My twins are very different little girls, even at 3. They look similar, but they are not identical. People are often surprised when I tell them that yes, they are twins. Do you think that identical twins have a disadvantage over fraternal same-sex or boy/girl twins, in that identical twins appear to be "one" where of course boy/girl twins or fraternal twins are just two kids born at the same time? For example~I almost never call my girls "twins". I call them my "girlies" (as does their older brother). Does this make sense?

What you say makes a lot of sense, and I think you've hit the nail on the head: identical twins have a much greater challenge in terms of distinguishing themselves in the world and ultimately forging their own identities.  Their relatives, friends, and teachers constantly -- and lazily -- confuse them, and often make a game out of telling them apart or comparing them, which is sometimes fun for the twins, but gets tiresome as they grow up.  There are also so many presumptions about identical twins -- that they have the ideal relationship, that there's never any conflict, that they're similar in every way or it's odd if they're not similar.  It's hard sometimes for them to feel the breathing room to be like other siblings.  That said, I found that fraternal same-sex twins can still have identity issues because they're also always being compared.  The twins who have the easiest time in terms of feeling sure of their individuality are definitely boy/girl sets.  
Finally, I'd say you also hit on an important point: so many psychologists I spoke to kept emphasizing the pitfalls of calling twins "The Twins," or giving them cutesy names.  They told me it's crucial, especially as twins reach school age, that they hear their real names or nicknames that are clearly separate, distinct and specific to each of them, so they have no sense -- even subliminally -- that they have a shared identity instead of their own.   

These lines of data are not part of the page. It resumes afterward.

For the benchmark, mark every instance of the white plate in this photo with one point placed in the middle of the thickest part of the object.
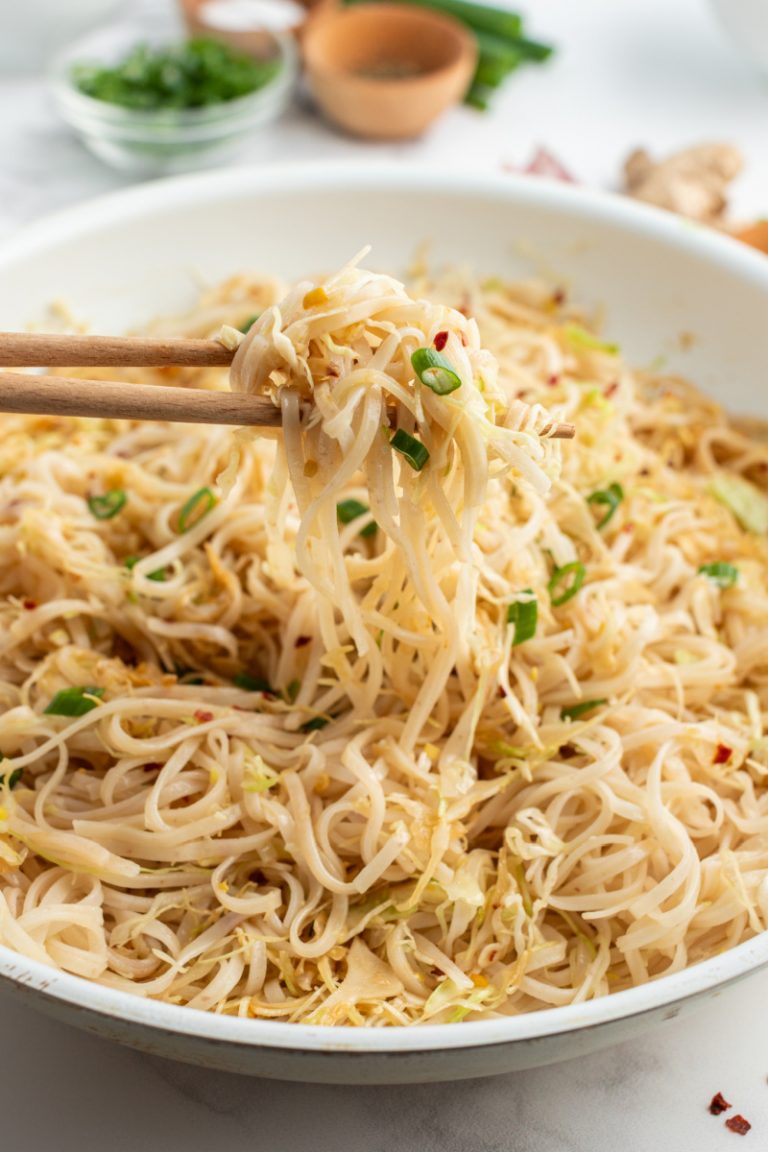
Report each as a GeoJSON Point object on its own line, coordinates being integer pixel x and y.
{"type": "Point", "coordinates": [667, 287]}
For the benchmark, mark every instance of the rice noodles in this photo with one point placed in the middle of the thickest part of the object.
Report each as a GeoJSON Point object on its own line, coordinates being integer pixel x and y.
{"type": "Point", "coordinates": [405, 713]}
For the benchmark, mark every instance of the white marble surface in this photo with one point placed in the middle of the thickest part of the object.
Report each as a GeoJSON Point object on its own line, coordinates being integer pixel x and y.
{"type": "Point", "coordinates": [629, 72]}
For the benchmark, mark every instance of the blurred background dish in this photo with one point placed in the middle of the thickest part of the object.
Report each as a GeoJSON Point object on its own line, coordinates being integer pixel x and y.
{"type": "Point", "coordinates": [153, 124]}
{"type": "Point", "coordinates": [746, 23]}
{"type": "Point", "coordinates": [31, 31]}
{"type": "Point", "coordinates": [387, 72]}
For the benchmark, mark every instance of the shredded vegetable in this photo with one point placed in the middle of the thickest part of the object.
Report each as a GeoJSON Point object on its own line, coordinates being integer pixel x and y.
{"type": "Point", "coordinates": [486, 759]}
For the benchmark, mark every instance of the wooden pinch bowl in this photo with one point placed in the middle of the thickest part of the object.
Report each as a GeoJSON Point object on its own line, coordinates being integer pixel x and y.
{"type": "Point", "coordinates": [385, 70]}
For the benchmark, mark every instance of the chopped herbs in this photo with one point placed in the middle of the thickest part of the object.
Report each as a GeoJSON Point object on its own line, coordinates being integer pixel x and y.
{"type": "Point", "coordinates": [578, 710]}
{"type": "Point", "coordinates": [720, 573]}
{"type": "Point", "coordinates": [579, 338]}
{"type": "Point", "coordinates": [316, 724]}
{"type": "Point", "coordinates": [434, 371]}
{"type": "Point", "coordinates": [198, 506]}
{"type": "Point", "coordinates": [608, 498]}
{"type": "Point", "coordinates": [351, 509]}
{"type": "Point", "coordinates": [524, 615]}
{"type": "Point", "coordinates": [74, 702]}
{"type": "Point", "coordinates": [158, 575]}
{"type": "Point", "coordinates": [412, 449]}
{"type": "Point", "coordinates": [194, 74]}
{"type": "Point", "coordinates": [108, 505]}
{"type": "Point", "coordinates": [565, 582]}
{"type": "Point", "coordinates": [252, 683]}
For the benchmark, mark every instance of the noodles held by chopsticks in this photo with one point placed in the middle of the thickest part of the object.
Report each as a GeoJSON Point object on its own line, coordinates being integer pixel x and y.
{"type": "Point", "coordinates": [409, 714]}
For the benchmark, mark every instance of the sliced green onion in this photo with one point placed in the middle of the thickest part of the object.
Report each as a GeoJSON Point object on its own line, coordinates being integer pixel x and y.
{"type": "Point", "coordinates": [531, 50]}
{"type": "Point", "coordinates": [499, 50]}
{"type": "Point", "coordinates": [13, 779]}
{"type": "Point", "coordinates": [74, 702]}
{"type": "Point", "coordinates": [569, 578]}
{"type": "Point", "coordinates": [108, 505]}
{"type": "Point", "coordinates": [478, 96]}
{"type": "Point", "coordinates": [524, 614]}
{"type": "Point", "coordinates": [610, 499]}
{"type": "Point", "coordinates": [415, 452]}
{"type": "Point", "coordinates": [350, 509]}
{"type": "Point", "coordinates": [720, 573]}
{"type": "Point", "coordinates": [198, 506]}
{"type": "Point", "coordinates": [252, 683]}
{"type": "Point", "coordinates": [480, 16]}
{"type": "Point", "coordinates": [434, 371]}
{"type": "Point", "coordinates": [578, 710]}
{"type": "Point", "coordinates": [493, 70]}
{"type": "Point", "coordinates": [316, 724]}
{"type": "Point", "coordinates": [158, 575]}
{"type": "Point", "coordinates": [747, 503]}
{"type": "Point", "coordinates": [579, 338]}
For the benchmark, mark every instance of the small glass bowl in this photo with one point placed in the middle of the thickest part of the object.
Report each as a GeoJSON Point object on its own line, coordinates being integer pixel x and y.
{"type": "Point", "coordinates": [172, 139]}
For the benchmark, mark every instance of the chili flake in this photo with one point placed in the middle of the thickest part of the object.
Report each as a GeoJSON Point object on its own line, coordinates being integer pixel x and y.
{"type": "Point", "coordinates": [719, 1104]}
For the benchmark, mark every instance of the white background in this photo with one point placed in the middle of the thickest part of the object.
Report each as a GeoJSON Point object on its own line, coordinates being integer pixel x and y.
{"type": "Point", "coordinates": [653, 73]}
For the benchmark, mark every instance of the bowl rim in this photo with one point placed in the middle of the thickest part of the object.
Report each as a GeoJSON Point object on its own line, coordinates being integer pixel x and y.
{"type": "Point", "coordinates": [295, 177]}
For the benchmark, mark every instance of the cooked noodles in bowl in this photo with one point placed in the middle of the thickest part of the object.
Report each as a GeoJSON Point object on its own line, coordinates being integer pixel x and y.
{"type": "Point", "coordinates": [407, 712]}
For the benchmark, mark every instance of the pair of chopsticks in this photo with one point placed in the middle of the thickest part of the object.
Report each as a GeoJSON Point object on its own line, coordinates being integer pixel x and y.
{"type": "Point", "coordinates": [58, 395]}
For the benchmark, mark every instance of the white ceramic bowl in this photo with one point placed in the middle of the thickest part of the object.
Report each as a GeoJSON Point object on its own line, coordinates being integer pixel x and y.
{"type": "Point", "coordinates": [661, 281]}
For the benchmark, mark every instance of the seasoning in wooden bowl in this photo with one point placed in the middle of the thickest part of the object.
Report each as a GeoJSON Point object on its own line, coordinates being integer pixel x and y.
{"type": "Point", "coordinates": [387, 72]}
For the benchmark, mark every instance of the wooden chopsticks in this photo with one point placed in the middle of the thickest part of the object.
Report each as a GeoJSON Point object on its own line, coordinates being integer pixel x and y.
{"type": "Point", "coordinates": [58, 395]}
{"type": "Point", "coordinates": [43, 349]}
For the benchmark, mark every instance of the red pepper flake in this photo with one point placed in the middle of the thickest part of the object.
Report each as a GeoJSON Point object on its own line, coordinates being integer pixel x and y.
{"type": "Point", "coordinates": [542, 164]}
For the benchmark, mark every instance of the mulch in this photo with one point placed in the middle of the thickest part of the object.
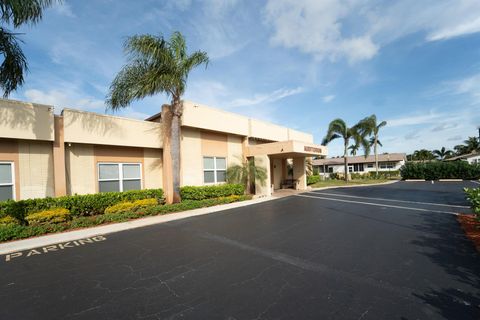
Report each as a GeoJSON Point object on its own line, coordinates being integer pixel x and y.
{"type": "Point", "coordinates": [471, 225]}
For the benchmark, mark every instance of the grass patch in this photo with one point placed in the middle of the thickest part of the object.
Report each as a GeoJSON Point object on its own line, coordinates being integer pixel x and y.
{"type": "Point", "coordinates": [338, 183]}
{"type": "Point", "coordinates": [9, 231]}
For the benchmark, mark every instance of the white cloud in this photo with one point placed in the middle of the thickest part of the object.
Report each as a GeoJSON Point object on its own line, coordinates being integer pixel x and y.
{"type": "Point", "coordinates": [415, 119]}
{"type": "Point", "coordinates": [328, 98]}
{"type": "Point", "coordinates": [357, 29]}
{"type": "Point", "coordinates": [64, 9]}
{"type": "Point", "coordinates": [61, 99]}
{"type": "Point", "coordinates": [466, 28]}
{"type": "Point", "coordinates": [265, 97]}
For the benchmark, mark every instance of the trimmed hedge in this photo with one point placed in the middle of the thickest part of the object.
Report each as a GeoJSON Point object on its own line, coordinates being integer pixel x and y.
{"type": "Point", "coordinates": [313, 179]}
{"type": "Point", "coordinates": [56, 215]}
{"type": "Point", "coordinates": [16, 231]}
{"type": "Point", "coordinates": [440, 170]}
{"type": "Point", "coordinates": [473, 195]}
{"type": "Point", "coordinates": [209, 192]}
{"type": "Point", "coordinates": [131, 205]}
{"type": "Point", "coordinates": [78, 205]}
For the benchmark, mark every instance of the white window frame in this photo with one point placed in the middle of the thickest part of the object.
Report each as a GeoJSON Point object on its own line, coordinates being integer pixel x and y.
{"type": "Point", "coordinates": [12, 168]}
{"type": "Point", "coordinates": [120, 174]}
{"type": "Point", "coordinates": [215, 170]}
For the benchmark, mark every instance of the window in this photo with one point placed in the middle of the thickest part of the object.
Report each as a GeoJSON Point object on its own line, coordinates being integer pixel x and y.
{"type": "Point", "coordinates": [119, 177]}
{"type": "Point", "coordinates": [214, 169]}
{"type": "Point", "coordinates": [358, 167]}
{"type": "Point", "coordinates": [7, 181]}
{"type": "Point", "coordinates": [386, 165]}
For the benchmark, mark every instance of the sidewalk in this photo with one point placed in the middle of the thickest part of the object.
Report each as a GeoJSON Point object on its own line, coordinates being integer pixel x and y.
{"type": "Point", "coordinates": [46, 240]}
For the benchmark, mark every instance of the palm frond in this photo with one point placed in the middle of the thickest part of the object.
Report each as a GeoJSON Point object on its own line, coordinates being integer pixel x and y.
{"type": "Point", "coordinates": [14, 64]}
{"type": "Point", "coordinates": [154, 66]}
{"type": "Point", "coordinates": [18, 12]}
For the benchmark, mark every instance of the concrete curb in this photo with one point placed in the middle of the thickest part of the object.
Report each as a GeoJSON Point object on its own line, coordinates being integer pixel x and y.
{"type": "Point", "coordinates": [356, 185]}
{"type": "Point", "coordinates": [49, 239]}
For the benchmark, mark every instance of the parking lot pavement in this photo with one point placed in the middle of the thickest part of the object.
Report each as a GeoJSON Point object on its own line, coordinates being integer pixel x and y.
{"type": "Point", "coordinates": [377, 252]}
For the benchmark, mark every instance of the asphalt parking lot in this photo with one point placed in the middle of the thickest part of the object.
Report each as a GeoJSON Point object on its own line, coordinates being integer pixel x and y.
{"type": "Point", "coordinates": [380, 252]}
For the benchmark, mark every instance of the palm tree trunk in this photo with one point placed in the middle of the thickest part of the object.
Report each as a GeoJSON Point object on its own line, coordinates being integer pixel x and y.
{"type": "Point", "coordinates": [345, 152]}
{"type": "Point", "coordinates": [175, 147]}
{"type": "Point", "coordinates": [375, 142]}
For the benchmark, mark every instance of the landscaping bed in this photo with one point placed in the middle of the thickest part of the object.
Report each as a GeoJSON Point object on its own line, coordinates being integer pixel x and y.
{"type": "Point", "coordinates": [440, 170]}
{"type": "Point", "coordinates": [471, 223]}
{"type": "Point", "coordinates": [29, 218]}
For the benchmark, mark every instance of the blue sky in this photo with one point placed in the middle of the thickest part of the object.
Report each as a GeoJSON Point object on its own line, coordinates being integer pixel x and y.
{"type": "Point", "coordinates": [415, 64]}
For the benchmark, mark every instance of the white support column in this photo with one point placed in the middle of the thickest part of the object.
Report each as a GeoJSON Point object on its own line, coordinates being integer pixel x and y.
{"type": "Point", "coordinates": [263, 189]}
{"type": "Point", "coordinates": [299, 172]}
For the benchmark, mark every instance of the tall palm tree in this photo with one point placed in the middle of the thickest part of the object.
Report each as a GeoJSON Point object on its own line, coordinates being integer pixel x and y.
{"type": "Point", "coordinates": [472, 144]}
{"type": "Point", "coordinates": [353, 149]}
{"type": "Point", "coordinates": [443, 153]}
{"type": "Point", "coordinates": [157, 66]}
{"type": "Point", "coordinates": [423, 155]}
{"type": "Point", "coordinates": [16, 13]}
{"type": "Point", "coordinates": [369, 126]}
{"type": "Point", "coordinates": [460, 149]}
{"type": "Point", "coordinates": [339, 129]}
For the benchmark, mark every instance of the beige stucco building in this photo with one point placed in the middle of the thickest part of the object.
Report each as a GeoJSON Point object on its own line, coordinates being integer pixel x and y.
{"type": "Point", "coordinates": [78, 152]}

What Abby is saying is so very important. I want all my kids, including Annie and Izzie, to grow up feeling that they are individuals, with their own tastes, likes, dislikes. I'll be the first to admit that it is incredibly easy to lump Annie and Izzie into "one"~for the longest time, we dressed them alike because quite frankly, it was cute. Now we're buying clothes that may be the same pattern, but different colors (even though the girls always want to wear the same thing!) because they are not the same child. Now that they will be attending preschool in the fall, it's even more important for me to help them distinguish themselves from each other so that they can grow into strong, separate women. I'll be adding Abby's book to my reading list as well, so that I can learn from other twins what it's like to be a twin and help Annie and Izzie along the way.